Occorrerà però a questo punto vedere se il Erdogan ricambierà la cortesia mostrando uguale fair-play e fiducia nei valori universali della democrazia. Conoscendo il personaggio, c’è da dubitarne, e tempi ancora più bui dei precedenti aspettano quindi la Turchia. A meno che si faccia strada l’ipotesi, al momento improbabile seppure auspicabile, di un nuovo patto politico di unità nazionale per allontanare definitivamente lo spettro della guerra civile e avviare un processo di negoziazione politica con la guerriglia kurda per andare a ridefinire, su base federale e democratica, i fondamenti costituzionali del Paese.

Sarebbe la cosa migliore, ma Erdogan ha dimostrato abbondantemente di prosperare nella guerra e nel conflitto e trarrà probabimente spunto da quello di ieri notte per un nuovo giro di vite e la continuazione dei massacri nelle città kurde martiri dove la guerra civile è da tempo realtà conclamata e non si fermerà certamente ma è anzi destinata a continuare ed estendersi.

Eletto democraticamente, seppure al termine di campagne elettorali contrassegnate da evidenti e diffuse violazioni delle norme democratiche e con l’uso spregiudicato dell’arma del terrorismo di Stato, Erdogan torna a ricevere l’appoggio incondizionato delle principali potenze del mondo, con in testa Stati Uniti e Unione europea (anche se maliziosamente potrebbe osservarsi che tale appoggio è arrivato solo nel momento in cui la situazione sul terreno appariva volgere a favore dei fedeli di Erdogan).
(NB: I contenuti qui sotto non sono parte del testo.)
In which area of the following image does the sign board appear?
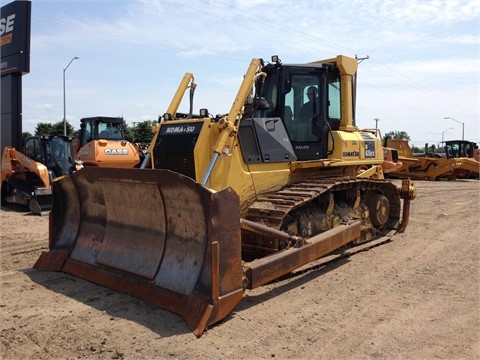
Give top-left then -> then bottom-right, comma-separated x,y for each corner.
0,1 -> 32,76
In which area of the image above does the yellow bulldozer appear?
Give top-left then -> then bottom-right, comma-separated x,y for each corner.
34,55 -> 416,336
385,139 -> 480,181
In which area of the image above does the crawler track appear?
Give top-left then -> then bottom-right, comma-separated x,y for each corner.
242,177 -> 401,256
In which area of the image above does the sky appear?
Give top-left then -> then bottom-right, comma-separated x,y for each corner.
0,0 -> 480,146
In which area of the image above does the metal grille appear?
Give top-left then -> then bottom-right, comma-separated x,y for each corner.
153,134 -> 197,180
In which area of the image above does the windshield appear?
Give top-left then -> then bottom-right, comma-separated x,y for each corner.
47,138 -> 73,177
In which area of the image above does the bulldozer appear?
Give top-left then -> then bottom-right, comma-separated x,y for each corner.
74,116 -> 143,168
34,55 -> 416,337
1,135 -> 81,215
385,139 -> 480,181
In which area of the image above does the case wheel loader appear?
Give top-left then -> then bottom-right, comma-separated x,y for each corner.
34,56 -> 416,336
1,135 -> 81,215
74,116 -> 144,168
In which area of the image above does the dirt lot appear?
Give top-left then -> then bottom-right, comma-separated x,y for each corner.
0,181 -> 480,359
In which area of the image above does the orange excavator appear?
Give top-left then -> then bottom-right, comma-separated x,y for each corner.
34,55 -> 416,336
1,135 -> 81,215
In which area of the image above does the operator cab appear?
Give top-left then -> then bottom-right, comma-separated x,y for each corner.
24,135 -> 75,180
254,57 -> 341,160
80,116 -> 125,147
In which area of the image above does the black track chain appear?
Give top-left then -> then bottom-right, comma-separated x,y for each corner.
246,177 -> 401,230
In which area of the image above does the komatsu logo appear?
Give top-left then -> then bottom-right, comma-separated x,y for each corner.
165,125 -> 195,134
105,149 -> 128,155
20,155 -> 32,166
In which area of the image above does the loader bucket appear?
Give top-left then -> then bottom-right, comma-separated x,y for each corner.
34,167 -> 244,336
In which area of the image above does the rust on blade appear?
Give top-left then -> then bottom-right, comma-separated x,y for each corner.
35,168 -> 244,336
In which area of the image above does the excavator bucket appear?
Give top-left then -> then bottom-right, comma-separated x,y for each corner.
34,167 -> 244,336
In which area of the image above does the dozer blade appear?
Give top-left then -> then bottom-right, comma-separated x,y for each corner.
34,167 -> 244,336
28,188 -> 52,216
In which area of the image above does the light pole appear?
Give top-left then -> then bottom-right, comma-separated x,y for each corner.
63,56 -> 80,136
442,128 -> 453,146
444,116 -> 465,140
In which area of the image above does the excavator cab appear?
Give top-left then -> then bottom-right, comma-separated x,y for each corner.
24,136 -> 75,181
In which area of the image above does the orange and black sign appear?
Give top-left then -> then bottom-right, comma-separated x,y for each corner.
0,1 -> 32,76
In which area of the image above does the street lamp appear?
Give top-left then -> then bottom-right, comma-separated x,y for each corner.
63,56 -> 80,136
444,116 -> 465,140
442,128 -> 453,146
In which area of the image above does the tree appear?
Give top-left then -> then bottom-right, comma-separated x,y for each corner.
383,130 -> 410,141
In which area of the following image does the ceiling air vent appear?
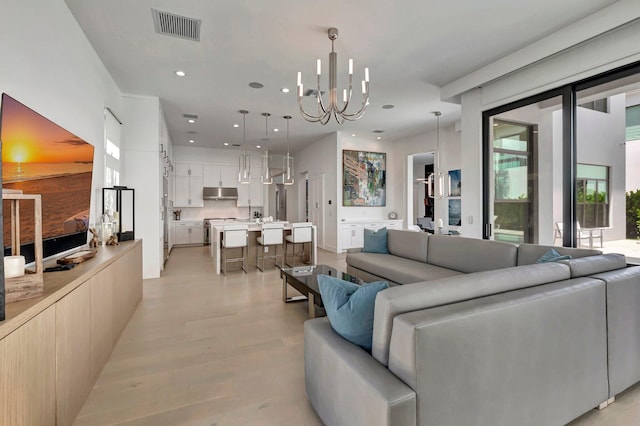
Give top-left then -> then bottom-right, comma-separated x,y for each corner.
151,9 -> 202,41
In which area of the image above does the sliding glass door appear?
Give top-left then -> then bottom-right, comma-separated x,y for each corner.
484,93 -> 562,244
483,64 -> 640,255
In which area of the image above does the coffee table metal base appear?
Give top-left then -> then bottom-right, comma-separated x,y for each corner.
282,274 -> 316,318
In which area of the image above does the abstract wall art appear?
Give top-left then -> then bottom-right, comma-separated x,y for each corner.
342,150 -> 387,207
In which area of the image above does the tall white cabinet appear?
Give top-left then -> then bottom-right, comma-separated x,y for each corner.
173,163 -> 204,207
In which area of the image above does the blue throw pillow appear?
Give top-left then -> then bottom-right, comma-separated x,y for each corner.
362,228 -> 389,254
537,249 -> 571,263
318,275 -> 389,352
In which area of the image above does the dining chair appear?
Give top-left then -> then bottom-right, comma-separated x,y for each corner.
256,223 -> 284,271
222,225 -> 249,275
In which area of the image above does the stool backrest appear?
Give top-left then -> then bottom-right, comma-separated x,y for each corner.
262,223 -> 284,246
222,225 -> 249,248
291,222 -> 313,243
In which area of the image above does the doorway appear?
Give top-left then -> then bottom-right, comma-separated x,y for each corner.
305,174 -> 324,248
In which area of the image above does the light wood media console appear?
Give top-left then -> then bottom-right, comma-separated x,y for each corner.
0,240 -> 142,426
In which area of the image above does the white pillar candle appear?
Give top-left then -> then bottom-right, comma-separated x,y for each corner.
4,256 -> 24,278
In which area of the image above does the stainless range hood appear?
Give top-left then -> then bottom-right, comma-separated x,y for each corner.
202,186 -> 238,200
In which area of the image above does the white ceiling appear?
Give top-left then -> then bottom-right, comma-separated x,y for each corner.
65,0 -> 616,153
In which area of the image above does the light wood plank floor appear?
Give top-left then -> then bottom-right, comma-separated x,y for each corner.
74,247 -> 640,426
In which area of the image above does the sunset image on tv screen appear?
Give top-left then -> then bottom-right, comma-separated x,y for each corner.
0,94 -> 93,247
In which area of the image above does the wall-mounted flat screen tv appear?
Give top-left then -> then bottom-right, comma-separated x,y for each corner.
0,93 -> 93,262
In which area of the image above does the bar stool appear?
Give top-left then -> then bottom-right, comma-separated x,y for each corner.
256,223 -> 284,271
222,225 -> 249,275
284,222 -> 313,266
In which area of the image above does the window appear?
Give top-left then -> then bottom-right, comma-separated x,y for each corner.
576,164 -> 609,228
103,108 -> 122,212
578,98 -> 609,114
626,105 -> 640,142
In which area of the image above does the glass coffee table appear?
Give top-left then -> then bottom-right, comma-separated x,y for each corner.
280,265 -> 365,318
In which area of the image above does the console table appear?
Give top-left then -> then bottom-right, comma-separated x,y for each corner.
0,240 -> 142,425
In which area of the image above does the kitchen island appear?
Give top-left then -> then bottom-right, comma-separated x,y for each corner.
210,222 -> 318,274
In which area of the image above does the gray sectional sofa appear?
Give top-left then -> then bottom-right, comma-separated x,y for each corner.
304,230 -> 640,426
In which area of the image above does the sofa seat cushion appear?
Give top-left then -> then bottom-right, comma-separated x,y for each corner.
371,262 -> 571,365
347,253 -> 461,284
387,229 -> 429,263
560,253 -> 627,278
536,249 -> 572,263
427,235 -> 520,274
518,244 -> 602,266
318,275 -> 389,352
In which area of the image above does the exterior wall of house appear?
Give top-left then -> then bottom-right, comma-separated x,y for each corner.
458,16 -> 640,243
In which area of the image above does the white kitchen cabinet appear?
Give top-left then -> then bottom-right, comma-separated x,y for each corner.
203,164 -> 238,188
238,176 -> 266,207
173,222 -> 204,245
173,163 -> 204,207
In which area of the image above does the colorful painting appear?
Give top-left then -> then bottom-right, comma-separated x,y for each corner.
449,169 -> 462,197
449,198 -> 462,226
342,150 -> 387,207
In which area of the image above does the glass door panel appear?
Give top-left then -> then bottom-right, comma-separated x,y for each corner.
493,120 -> 534,244
484,95 -> 562,245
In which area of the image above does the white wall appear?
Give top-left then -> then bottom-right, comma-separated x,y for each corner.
576,94 -> 638,241
395,124 -> 460,236
287,133 -> 342,252
0,0 -> 125,250
120,95 -> 163,279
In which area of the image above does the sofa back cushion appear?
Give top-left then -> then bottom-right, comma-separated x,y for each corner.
518,244 -> 602,266
560,253 -> 627,278
427,235 -> 520,274
371,262 -> 570,365
387,229 -> 429,263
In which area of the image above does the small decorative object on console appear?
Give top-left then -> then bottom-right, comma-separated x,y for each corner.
89,228 -> 98,248
56,249 -> 98,265
107,235 -> 118,246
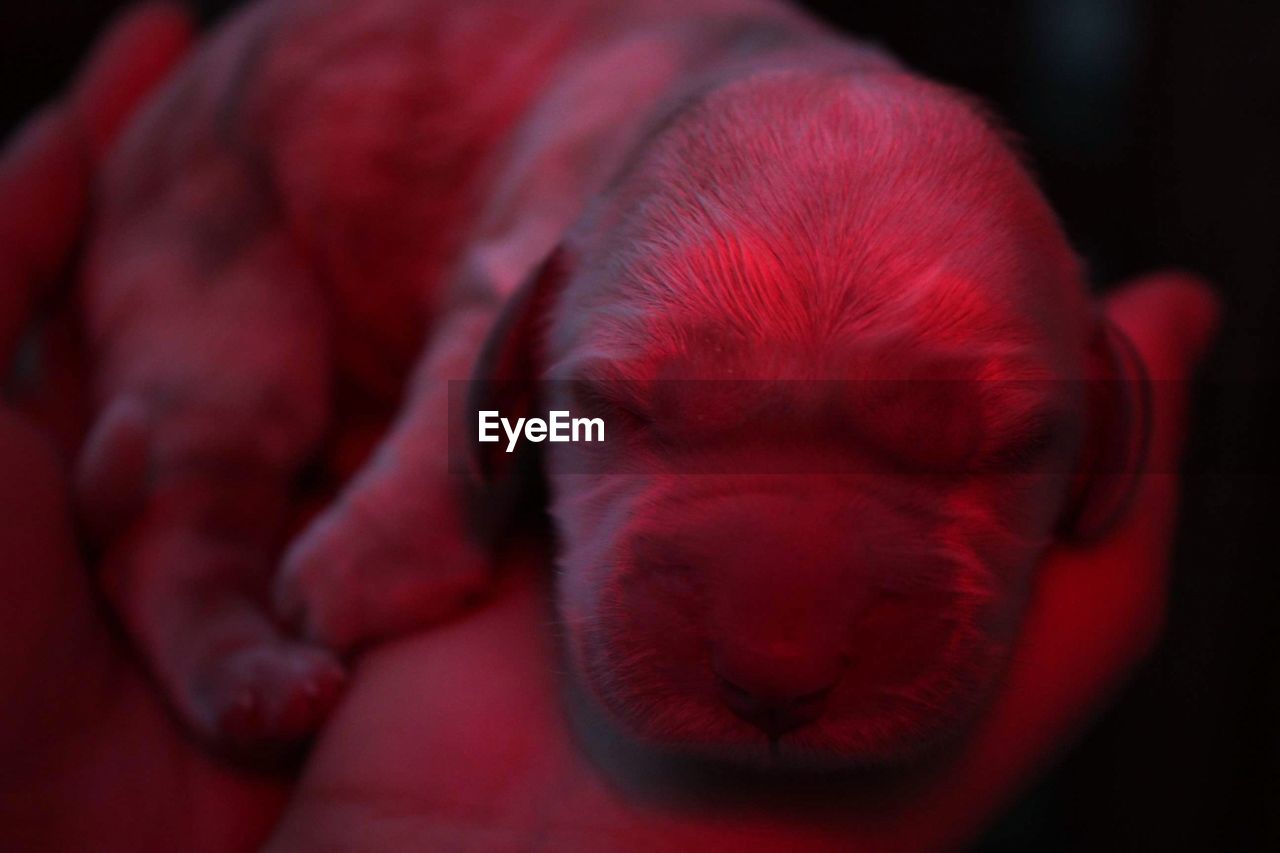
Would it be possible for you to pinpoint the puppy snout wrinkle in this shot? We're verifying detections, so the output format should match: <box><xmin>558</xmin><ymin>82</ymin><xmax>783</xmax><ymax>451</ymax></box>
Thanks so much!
<box><xmin>716</xmin><ymin>640</ymin><xmax>842</xmax><ymax>740</ymax></box>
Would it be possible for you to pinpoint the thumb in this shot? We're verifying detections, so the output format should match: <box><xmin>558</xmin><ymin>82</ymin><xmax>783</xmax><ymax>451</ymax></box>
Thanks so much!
<box><xmin>1105</xmin><ymin>272</ymin><xmax>1221</xmax><ymax>474</ymax></box>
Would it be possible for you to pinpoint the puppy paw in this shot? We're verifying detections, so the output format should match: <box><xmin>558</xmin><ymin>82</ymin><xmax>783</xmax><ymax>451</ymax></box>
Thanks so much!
<box><xmin>188</xmin><ymin>639</ymin><xmax>346</xmax><ymax>749</ymax></box>
<box><xmin>274</xmin><ymin>506</ymin><xmax>489</xmax><ymax>651</ymax></box>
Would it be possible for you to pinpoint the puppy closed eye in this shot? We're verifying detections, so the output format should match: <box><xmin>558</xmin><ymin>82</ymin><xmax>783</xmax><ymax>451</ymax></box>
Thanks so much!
<box><xmin>570</xmin><ymin>379</ymin><xmax>653</xmax><ymax>434</ymax></box>
<box><xmin>982</xmin><ymin>414</ymin><xmax>1065</xmax><ymax>474</ymax></box>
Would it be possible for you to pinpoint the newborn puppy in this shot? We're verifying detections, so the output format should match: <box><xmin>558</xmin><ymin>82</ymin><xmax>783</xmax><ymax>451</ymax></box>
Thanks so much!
<box><xmin>79</xmin><ymin>0</ymin><xmax>1142</xmax><ymax>765</ymax></box>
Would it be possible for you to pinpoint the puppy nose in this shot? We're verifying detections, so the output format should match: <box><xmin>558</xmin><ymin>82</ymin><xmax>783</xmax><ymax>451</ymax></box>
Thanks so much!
<box><xmin>721</xmin><ymin>678</ymin><xmax>835</xmax><ymax>740</ymax></box>
<box><xmin>716</xmin><ymin>653</ymin><xmax>841</xmax><ymax>740</ymax></box>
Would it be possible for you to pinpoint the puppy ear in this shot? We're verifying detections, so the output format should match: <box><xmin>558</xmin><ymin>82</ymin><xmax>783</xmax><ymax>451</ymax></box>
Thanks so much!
<box><xmin>1061</xmin><ymin>313</ymin><xmax>1151</xmax><ymax>542</ymax></box>
<box><xmin>466</xmin><ymin>248</ymin><xmax>567</xmax><ymax>488</ymax></box>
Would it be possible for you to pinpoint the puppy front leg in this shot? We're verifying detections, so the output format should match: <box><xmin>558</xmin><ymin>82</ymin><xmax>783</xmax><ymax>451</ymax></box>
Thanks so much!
<box><xmin>275</xmin><ymin>310</ymin><xmax>493</xmax><ymax>649</ymax></box>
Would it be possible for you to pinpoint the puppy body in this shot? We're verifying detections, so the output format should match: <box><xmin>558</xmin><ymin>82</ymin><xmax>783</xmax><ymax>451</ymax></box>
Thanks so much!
<box><xmin>83</xmin><ymin>0</ymin><xmax>1126</xmax><ymax>761</ymax></box>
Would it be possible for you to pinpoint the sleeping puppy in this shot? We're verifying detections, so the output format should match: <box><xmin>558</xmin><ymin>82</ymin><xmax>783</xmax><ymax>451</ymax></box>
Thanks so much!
<box><xmin>79</xmin><ymin>0</ymin><xmax>1143</xmax><ymax>765</ymax></box>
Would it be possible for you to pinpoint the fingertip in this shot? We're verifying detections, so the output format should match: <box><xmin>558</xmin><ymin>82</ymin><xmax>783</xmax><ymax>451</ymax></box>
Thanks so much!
<box><xmin>70</xmin><ymin>0</ymin><xmax>195</xmax><ymax>163</ymax></box>
<box><xmin>1106</xmin><ymin>270</ymin><xmax>1222</xmax><ymax>379</ymax></box>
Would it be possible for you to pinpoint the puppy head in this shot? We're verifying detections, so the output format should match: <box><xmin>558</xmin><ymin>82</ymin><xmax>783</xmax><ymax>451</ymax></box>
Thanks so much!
<box><xmin>481</xmin><ymin>74</ymin><xmax>1143</xmax><ymax>766</ymax></box>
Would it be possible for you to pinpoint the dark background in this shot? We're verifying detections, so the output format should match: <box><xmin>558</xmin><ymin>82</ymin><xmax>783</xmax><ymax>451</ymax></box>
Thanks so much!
<box><xmin>0</xmin><ymin>0</ymin><xmax>1280</xmax><ymax>850</ymax></box>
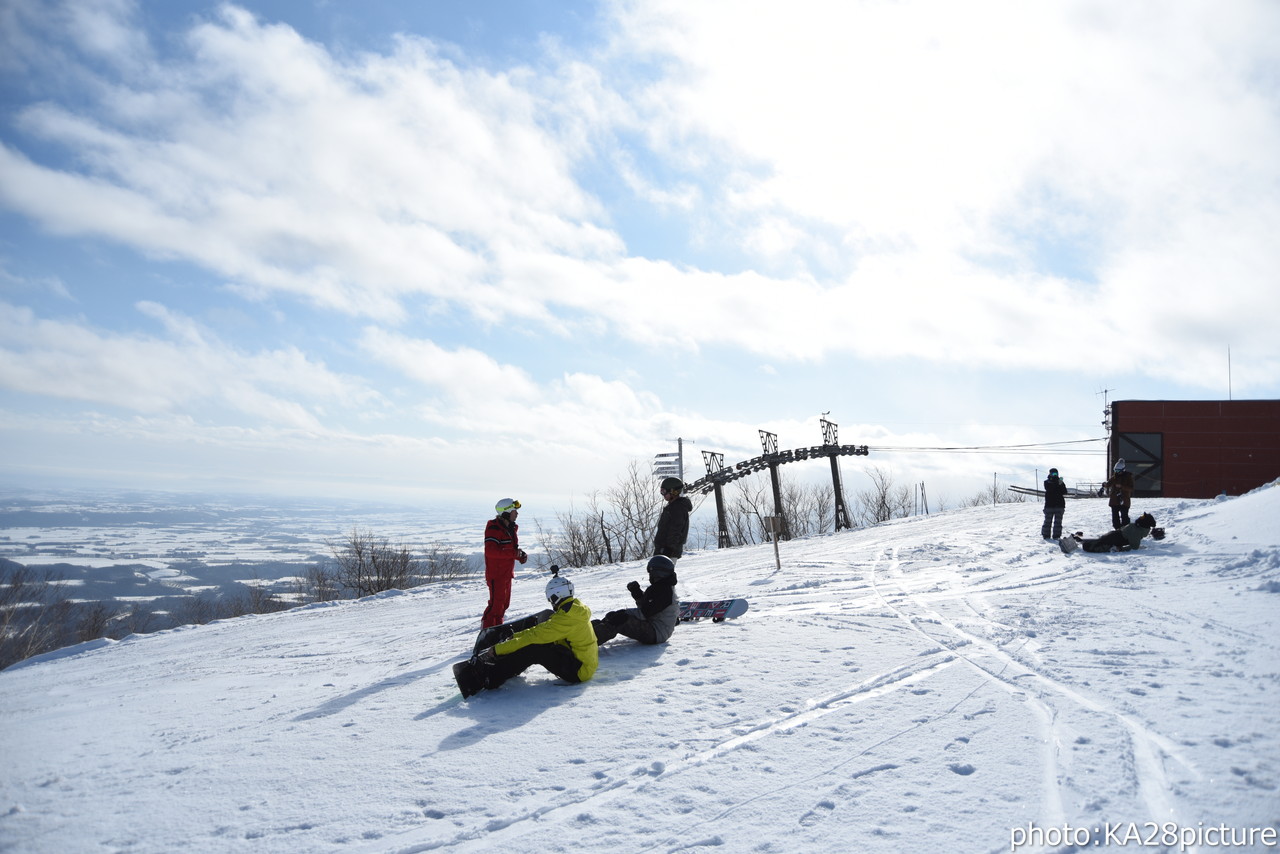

Tra i quali, subito a ridosso di Washington, il nostro Renzi che ha addirittura espresso sollievo per il prevalere della democrazia, confermando nella convinzione che ne ha un’idea piuttosto vaga. Certamente i principi della democrazia vanno sostenuti ma non in modo ipocrita e parziale. Né è possibile dare un appoggio incondizionato a un politico che si è macchiato di vari crimini, dal sostegno al terrorismo fondamentalista che continua a compiere inaudite stragi in Europa, ai massacri compiuti contro il popolo kurdo compiendo crimini contro l’umanità per i quali oggi è sotto accusa in Germania.

La portata dei gravi eventi del tentato golpe non può assolutamente essere minimizzata e le loro cause non possono certamente essere ascritte all’operato di fantomatiche potenze straniere, ma risiedono profondamente nell’attuale situazione di crisi della Turchia per molteplici ragioni di ordine politico, sociale ed economico. Occorrerebbe che essi aprissero  sia pure solo in parte gli occhi alle potenze suddette. Ma, conoscendole, deve purtroppo dubitarsi che lo faranno e continueranno a vivacchiare alla giornata appoggiando in modo incondizionato il presidente turco, nella speranza che risolva il problema dei profughi e combatta l’Isis. Ma non farà né l’uno né l’altro. Continuerà invece a puntellare il suo potere traballante fino alla prossima crisi. Il golpe è fallito ma la rivoluzione, che è cosa totalmente diversa, potrebbe arrivare prima del previsto.